Simple, but compelling questions that can be adapted to the specific community could ask “who are we in this community and what do we value most?” “Where would we like our community to go in the next five, ten, twenty years?” There are many community planning models and approaches. What succeeds in one community will not necessarily be successful in another. The main principles, though, are to begin with assets, expand the table, and combine planning with problem-solving.
Beginning with assets is to start by making a thorough inventory of the capacities of individuals, associations and institutions in the community. Expanding the table refers to making the planning process as open and participatory as possible, including participants not normally thought of as community leaders. Finally, combining planning with problem-solving implies choosing practical activities that the group can start working on in the present, while at the same time planning long-term efforts.
4.2.10.2.3.3By mobilizing assets for community development
The process continues as an ongoing mobilization of community assets for economic development and information-sharing purposes, initiated by the associational base.

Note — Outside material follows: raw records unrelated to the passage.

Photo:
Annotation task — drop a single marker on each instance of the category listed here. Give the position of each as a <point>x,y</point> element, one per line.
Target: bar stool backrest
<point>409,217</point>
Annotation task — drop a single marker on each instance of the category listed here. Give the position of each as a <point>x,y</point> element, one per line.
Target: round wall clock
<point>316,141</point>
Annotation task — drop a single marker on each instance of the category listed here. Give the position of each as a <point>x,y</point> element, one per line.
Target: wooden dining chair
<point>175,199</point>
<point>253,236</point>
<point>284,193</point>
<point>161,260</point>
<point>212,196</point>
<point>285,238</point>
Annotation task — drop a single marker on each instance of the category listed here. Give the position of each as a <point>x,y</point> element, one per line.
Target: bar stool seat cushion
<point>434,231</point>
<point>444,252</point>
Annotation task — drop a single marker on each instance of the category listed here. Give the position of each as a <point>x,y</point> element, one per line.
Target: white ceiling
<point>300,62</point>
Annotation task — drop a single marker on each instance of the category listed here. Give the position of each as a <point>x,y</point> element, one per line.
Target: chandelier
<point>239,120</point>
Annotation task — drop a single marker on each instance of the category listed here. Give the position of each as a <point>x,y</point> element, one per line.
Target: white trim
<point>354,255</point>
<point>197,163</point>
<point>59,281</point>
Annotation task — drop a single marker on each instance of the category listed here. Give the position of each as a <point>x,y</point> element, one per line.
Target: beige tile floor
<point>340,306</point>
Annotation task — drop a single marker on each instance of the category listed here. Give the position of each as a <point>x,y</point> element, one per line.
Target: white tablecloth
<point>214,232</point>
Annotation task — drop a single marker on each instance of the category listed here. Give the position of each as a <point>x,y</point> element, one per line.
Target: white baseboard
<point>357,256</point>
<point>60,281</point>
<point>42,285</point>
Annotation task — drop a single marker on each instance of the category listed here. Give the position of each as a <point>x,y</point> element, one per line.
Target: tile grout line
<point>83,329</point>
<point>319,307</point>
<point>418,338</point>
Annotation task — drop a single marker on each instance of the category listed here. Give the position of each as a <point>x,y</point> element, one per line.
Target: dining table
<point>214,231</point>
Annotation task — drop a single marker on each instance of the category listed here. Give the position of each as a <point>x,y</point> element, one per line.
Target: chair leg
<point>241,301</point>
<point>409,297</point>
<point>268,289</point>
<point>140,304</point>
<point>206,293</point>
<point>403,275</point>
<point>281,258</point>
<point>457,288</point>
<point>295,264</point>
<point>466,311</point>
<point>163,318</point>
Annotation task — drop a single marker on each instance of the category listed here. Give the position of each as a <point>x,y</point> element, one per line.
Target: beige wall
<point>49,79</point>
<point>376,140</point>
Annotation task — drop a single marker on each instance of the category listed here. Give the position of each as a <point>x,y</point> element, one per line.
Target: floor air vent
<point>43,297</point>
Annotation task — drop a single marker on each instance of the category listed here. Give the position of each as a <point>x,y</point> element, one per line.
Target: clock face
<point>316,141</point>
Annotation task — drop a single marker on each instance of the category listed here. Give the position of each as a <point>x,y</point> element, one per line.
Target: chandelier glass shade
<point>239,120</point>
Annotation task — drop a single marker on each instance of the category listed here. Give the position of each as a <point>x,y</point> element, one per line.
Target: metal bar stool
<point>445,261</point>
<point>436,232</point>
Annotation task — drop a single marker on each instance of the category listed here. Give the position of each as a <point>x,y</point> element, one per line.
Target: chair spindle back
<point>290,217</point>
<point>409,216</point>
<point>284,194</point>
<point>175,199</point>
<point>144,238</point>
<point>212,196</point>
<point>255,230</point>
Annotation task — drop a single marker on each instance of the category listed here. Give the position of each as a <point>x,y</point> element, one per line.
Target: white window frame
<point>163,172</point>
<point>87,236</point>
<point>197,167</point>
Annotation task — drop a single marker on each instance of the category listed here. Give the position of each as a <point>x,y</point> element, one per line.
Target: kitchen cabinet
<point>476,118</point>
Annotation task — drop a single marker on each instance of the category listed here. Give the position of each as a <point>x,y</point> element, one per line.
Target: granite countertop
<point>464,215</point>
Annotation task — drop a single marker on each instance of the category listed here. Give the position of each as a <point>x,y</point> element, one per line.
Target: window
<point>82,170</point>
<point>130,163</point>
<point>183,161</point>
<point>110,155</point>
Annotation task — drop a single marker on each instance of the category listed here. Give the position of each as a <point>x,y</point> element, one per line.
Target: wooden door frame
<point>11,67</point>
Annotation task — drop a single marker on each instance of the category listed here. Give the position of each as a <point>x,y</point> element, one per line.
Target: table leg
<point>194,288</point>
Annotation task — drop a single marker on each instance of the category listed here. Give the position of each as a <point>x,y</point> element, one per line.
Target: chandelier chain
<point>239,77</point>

Associations are encouraged to engage by appealing to their interests, finding common ground and ensuring that they are contributing on their own terms. Eventually, an "association of associations" emerges.
Beyond locating assets and beginning to build relationships, ABCD involves mobilizing all of the community’s assets. Each local association and institution could be urged to begin making its own set of contributions. For example, organizations can provide support (e.g., encouragement, direction, mentoring, guidance, linkages, transportation, etc.) to those who have contributions to make, as part of the solutions/activities that are being implemented. The capacity to exchange information is central to the success of any community-building project. Hence it is important to learn about all those places in the community where communication of a “public” nature takes place: churches, clubs, beauty- and barber-shops, and even street corners. How can these be validated, strengthened and expanded?
4.2.11Community empowerment must combat marginalization
Burns & Santos (1995:6-7) believes that although people are affected by global or national processes over which they enjoy little or no control, local development (empowerment) initiatives still represent the way in which social, economic and political structures will be improved for marginalised people. He names four interdependent types of development (empowerment): human and personal, political, economic and social, which together will create self-reliant communities. I would categorize human and personal development as “inside empowerment”, while the rest would fall into the category of “outside empowerment”.
Friedmann (1992:7), however, believes that self-reliance is not enough, since poor people do not control the resources needed to improve their situation. Really to empower people by means of “alternative development”, we should understand the use of the common resources (usually controlled by the state) and the removal of those structural constraints that help to keep the poor impoverished. “If an alternative development is to advocate the social empowerment of the poor, it must also advocate their political empowerment” (Friedmann 1992:7).